出発・到着時刻や出発地・目的地,便名,搭載燃料などのデータはデータリンクの無線通信系を介して地上のACARS無線局に送信される。
このデータは無線局から中央の処理装置に伝送され,電文型式にフォーマット変換された通報は,ARINCの交換装置を介して各航空会社のコンピューター・システムへ直接伝送される。
データ通信の内容としては,上述のほか最新の気象情報やフライトプランデータの送付,航空機の故障情報などの送付が可能である。
無線通信に使用する電波はVHF帯のAM波が利用される。
周波数 | 電波形式 | 対象地域 |
---|---|---|
131.450MHz | A2D | 日本周辺 |
131.250MHz | A2D | 国内航路中心 |
131.550MHz | A2D | アメリカ地域/1ch |
130.025MHz | A2D | アメリカ地域/2ch |
129.125MHz | A2D | アメリカ地域/3ch |
131.725MHz | A2D | ヨーロッパ地域 |
・上記周波数は「周波数表2014-2015」(三才ブックス)より引用
131.450MHzと131.250MHz以外は実際に受信していない。
・電波形式:A2Dとは両側波帯を有する振幅変調で、副搬送波を利用するデジタル信号の単一チャネルのもので、伝送する情報が、データ伝送・遠隔測定・遠隔指令などに利用されるもの。
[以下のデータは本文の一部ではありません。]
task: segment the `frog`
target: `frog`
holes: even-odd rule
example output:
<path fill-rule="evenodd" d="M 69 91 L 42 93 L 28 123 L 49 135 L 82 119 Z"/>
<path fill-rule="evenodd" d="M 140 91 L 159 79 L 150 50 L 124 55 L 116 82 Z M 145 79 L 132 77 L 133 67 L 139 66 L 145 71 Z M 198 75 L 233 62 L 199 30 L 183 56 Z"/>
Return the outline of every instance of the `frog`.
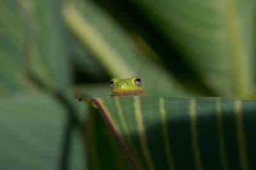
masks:
<path fill-rule="evenodd" d="M 138 76 L 125 79 L 113 78 L 109 81 L 109 86 L 112 92 L 110 96 L 146 96 L 141 79 Z"/>

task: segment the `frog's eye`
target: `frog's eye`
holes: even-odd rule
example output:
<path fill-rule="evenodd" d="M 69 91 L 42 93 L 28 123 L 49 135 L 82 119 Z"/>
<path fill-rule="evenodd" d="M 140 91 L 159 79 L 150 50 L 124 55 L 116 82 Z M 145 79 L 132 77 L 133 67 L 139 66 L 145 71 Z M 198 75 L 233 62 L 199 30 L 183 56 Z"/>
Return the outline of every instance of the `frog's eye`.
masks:
<path fill-rule="evenodd" d="M 141 80 L 137 77 L 134 79 L 134 83 L 136 86 L 140 86 L 141 85 Z"/>
<path fill-rule="evenodd" d="M 114 80 L 110 80 L 109 86 L 111 89 L 113 89 L 113 87 L 114 87 Z"/>

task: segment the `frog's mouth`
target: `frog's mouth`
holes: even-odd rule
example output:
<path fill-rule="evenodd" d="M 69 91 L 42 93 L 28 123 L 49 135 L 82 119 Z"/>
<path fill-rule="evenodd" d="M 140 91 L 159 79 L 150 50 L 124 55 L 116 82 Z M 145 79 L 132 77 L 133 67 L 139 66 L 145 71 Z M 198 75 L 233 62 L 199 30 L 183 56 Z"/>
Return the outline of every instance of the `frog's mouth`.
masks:
<path fill-rule="evenodd" d="M 114 96 L 140 96 L 143 95 L 144 92 L 141 90 L 130 90 L 121 92 L 112 91 Z"/>

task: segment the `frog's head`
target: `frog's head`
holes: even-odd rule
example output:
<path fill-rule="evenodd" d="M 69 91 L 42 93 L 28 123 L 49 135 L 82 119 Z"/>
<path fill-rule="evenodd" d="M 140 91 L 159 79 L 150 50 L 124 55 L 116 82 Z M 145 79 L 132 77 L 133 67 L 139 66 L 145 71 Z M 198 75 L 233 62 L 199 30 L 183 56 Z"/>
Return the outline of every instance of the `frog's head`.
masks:
<path fill-rule="evenodd" d="M 113 96 L 143 95 L 141 80 L 138 76 L 127 79 L 112 78 L 109 81 Z"/>

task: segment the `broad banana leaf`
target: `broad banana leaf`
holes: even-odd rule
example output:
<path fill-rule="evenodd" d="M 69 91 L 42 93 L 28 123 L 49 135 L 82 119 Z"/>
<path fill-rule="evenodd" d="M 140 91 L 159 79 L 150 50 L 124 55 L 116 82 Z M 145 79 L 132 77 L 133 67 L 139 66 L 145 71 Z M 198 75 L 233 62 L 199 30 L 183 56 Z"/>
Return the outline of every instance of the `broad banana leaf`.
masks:
<path fill-rule="evenodd" d="M 153 95 L 195 96 L 167 70 L 144 56 L 128 32 L 93 2 L 65 1 L 63 14 L 70 30 L 111 76 L 125 78 L 139 76 L 147 85 L 145 87 L 147 92 Z"/>
<path fill-rule="evenodd" d="M 255 101 L 120 96 L 82 101 L 98 108 L 134 169 L 256 169 Z"/>

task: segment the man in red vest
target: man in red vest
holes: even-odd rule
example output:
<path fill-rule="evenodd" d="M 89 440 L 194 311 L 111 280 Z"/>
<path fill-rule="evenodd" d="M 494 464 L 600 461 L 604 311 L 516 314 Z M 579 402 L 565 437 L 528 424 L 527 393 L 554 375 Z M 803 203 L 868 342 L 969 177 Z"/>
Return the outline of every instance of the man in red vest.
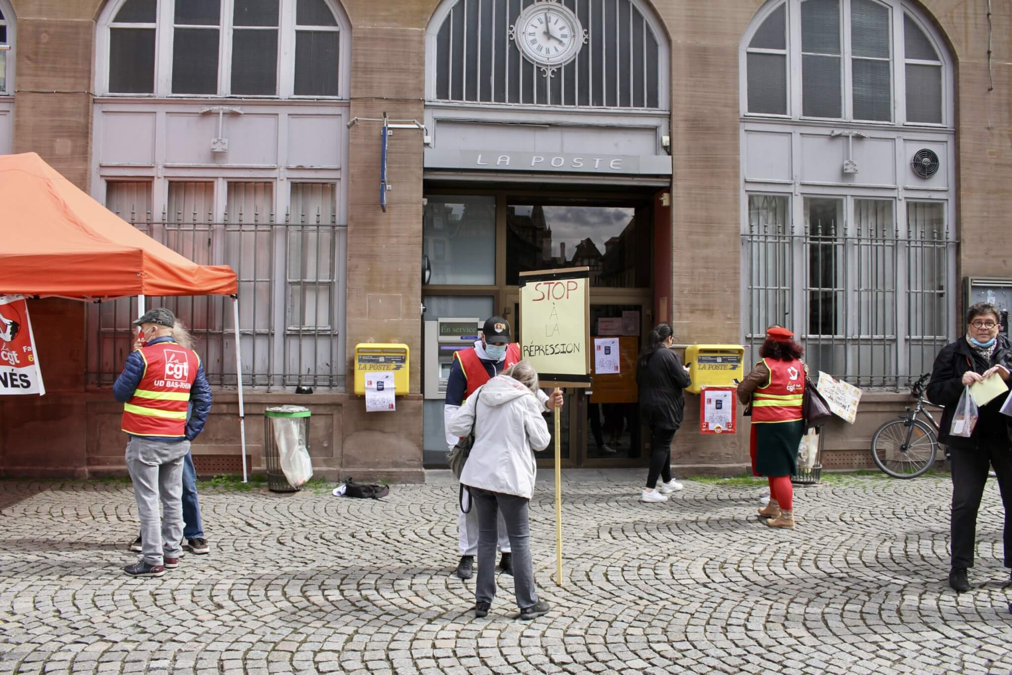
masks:
<path fill-rule="evenodd" d="M 510 342 L 509 322 L 502 317 L 492 317 L 486 321 L 481 339 L 475 341 L 475 346 L 453 354 L 453 365 L 446 382 L 444 424 L 479 387 L 519 360 L 520 347 L 515 342 Z M 537 394 L 545 412 L 562 408 L 562 392 L 557 392 L 551 397 L 540 390 Z M 446 434 L 446 443 L 450 449 L 457 440 L 456 436 Z M 463 500 L 465 502 L 468 500 L 467 492 Z M 456 528 L 460 544 L 460 562 L 456 567 L 456 576 L 460 579 L 471 579 L 475 574 L 475 555 L 478 553 L 478 512 L 470 509 L 470 513 L 465 513 L 459 504 L 457 511 Z M 499 513 L 499 551 L 502 552 L 499 567 L 506 574 L 512 574 L 512 552 L 502 512 Z"/>
<path fill-rule="evenodd" d="M 183 458 L 210 411 L 210 386 L 200 357 L 172 339 L 175 322 L 164 308 L 134 322 L 141 335 L 112 387 L 116 401 L 123 403 L 122 430 L 130 435 L 126 469 L 141 519 L 142 557 L 123 568 L 132 577 L 161 577 L 166 568 L 179 565 Z"/>

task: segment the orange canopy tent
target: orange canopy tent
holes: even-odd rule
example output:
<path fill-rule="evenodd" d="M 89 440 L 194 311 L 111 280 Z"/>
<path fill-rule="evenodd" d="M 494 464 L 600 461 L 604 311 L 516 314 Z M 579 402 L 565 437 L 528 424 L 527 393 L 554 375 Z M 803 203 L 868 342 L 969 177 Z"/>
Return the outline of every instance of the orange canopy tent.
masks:
<path fill-rule="evenodd" d="M 239 345 L 239 283 L 228 265 L 198 265 L 121 220 L 35 153 L 0 155 L 0 293 L 107 300 L 232 296 L 239 424 L 246 423 Z"/>
<path fill-rule="evenodd" d="M 0 155 L 0 291 L 77 300 L 231 296 L 228 265 L 197 265 L 121 220 L 35 153 Z"/>

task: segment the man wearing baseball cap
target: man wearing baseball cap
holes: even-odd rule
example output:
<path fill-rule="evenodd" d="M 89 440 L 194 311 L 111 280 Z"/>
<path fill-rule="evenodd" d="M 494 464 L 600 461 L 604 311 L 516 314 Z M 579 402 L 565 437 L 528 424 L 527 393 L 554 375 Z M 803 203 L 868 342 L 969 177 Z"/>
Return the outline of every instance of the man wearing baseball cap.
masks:
<path fill-rule="evenodd" d="M 453 354 L 453 364 L 446 383 L 444 424 L 479 387 L 520 360 L 520 347 L 515 342 L 511 343 L 510 337 L 509 322 L 502 317 L 491 317 L 485 322 L 482 335 L 475 341 L 475 346 Z M 538 390 L 538 399 L 544 405 L 545 412 L 563 406 L 562 392 L 550 397 Z M 446 433 L 446 443 L 450 449 L 456 445 L 457 440 L 456 436 Z M 467 502 L 467 491 L 463 494 L 463 500 Z M 456 567 L 456 576 L 460 579 L 471 579 L 474 575 L 475 555 L 478 553 L 478 512 L 476 509 L 469 510 L 469 513 L 465 513 L 457 504 L 456 526 L 460 562 Z M 512 574 L 512 556 L 502 512 L 499 513 L 499 551 L 502 552 L 499 567 L 503 572 Z"/>
<path fill-rule="evenodd" d="M 210 386 L 200 357 L 172 338 L 175 323 L 175 315 L 165 308 L 135 321 L 140 335 L 112 386 L 116 401 L 123 403 L 122 430 L 130 436 L 126 469 L 141 519 L 142 557 L 123 568 L 132 577 L 160 577 L 179 564 L 183 458 L 210 411 Z"/>

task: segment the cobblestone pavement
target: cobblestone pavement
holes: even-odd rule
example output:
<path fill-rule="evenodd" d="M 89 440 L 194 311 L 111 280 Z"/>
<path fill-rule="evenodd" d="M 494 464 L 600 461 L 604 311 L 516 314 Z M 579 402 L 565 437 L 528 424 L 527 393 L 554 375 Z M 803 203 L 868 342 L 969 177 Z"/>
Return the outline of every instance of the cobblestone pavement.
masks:
<path fill-rule="evenodd" d="M 529 622 L 506 576 L 474 618 L 445 481 L 384 501 L 208 489 L 212 554 L 160 579 L 119 570 L 138 529 L 128 484 L 2 482 L 0 673 L 1012 671 L 993 481 L 977 588 L 957 596 L 943 477 L 799 488 L 798 529 L 773 531 L 758 484 L 686 482 L 642 505 L 638 474 L 604 474 L 564 485 L 564 589 L 539 483 L 532 549 L 554 610 Z"/>

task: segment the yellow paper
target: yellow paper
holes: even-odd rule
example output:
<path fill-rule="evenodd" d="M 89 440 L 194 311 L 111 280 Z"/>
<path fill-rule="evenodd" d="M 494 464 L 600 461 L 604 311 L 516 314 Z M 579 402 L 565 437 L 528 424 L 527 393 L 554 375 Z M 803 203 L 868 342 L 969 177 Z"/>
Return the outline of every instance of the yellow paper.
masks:
<path fill-rule="evenodd" d="M 998 373 L 969 386 L 969 395 L 974 397 L 974 403 L 979 407 L 986 406 L 1007 391 L 1009 391 L 1008 385 Z"/>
伝送する種々の情報は次のような方法でデジタル化され搬送波を変調し、送信される。
デジタルデータの要素 | 内容 |
---|---|
電波の形式 | A2D (旧表記ではA2) |
送信電力 | 地上局:20W (5Wの局もある) |
変調方式 | MSK(Minimum Shift Keying) (変調指数m=0.5 のFSK) |
キャリアー周波数 | 2400Hz |
ビットレイト | 2400bps |
レコード長 | 7 bit+1 parity |
符号化方式 | NRZi |
受信し、データ解析するには
・エアーバンド(131MHzのAM)が受信できる受信機とアンテナ
・デコーダー(デコーダーソフト)
・パソコン(サウンドボード)
受信機の周波数を上の周波数に合わせると「ピッ」「ギャー(ザァー)」という信号音を聞くことができます。データ信号は暗号化されているのではなく、簡単にデコードすることができます。その信号を解析したものの例を下に示します。便名や機材の登録記号などが分かると思います。
このACARSの信号を解析するには、上のデジタルデータをデコードできるモデムが必要となるが
最近ではPCのサウンドボードを利用して復調するデコードソフトが開発され公開されているので、そちらを利用させてもらうのが手っ取り早い。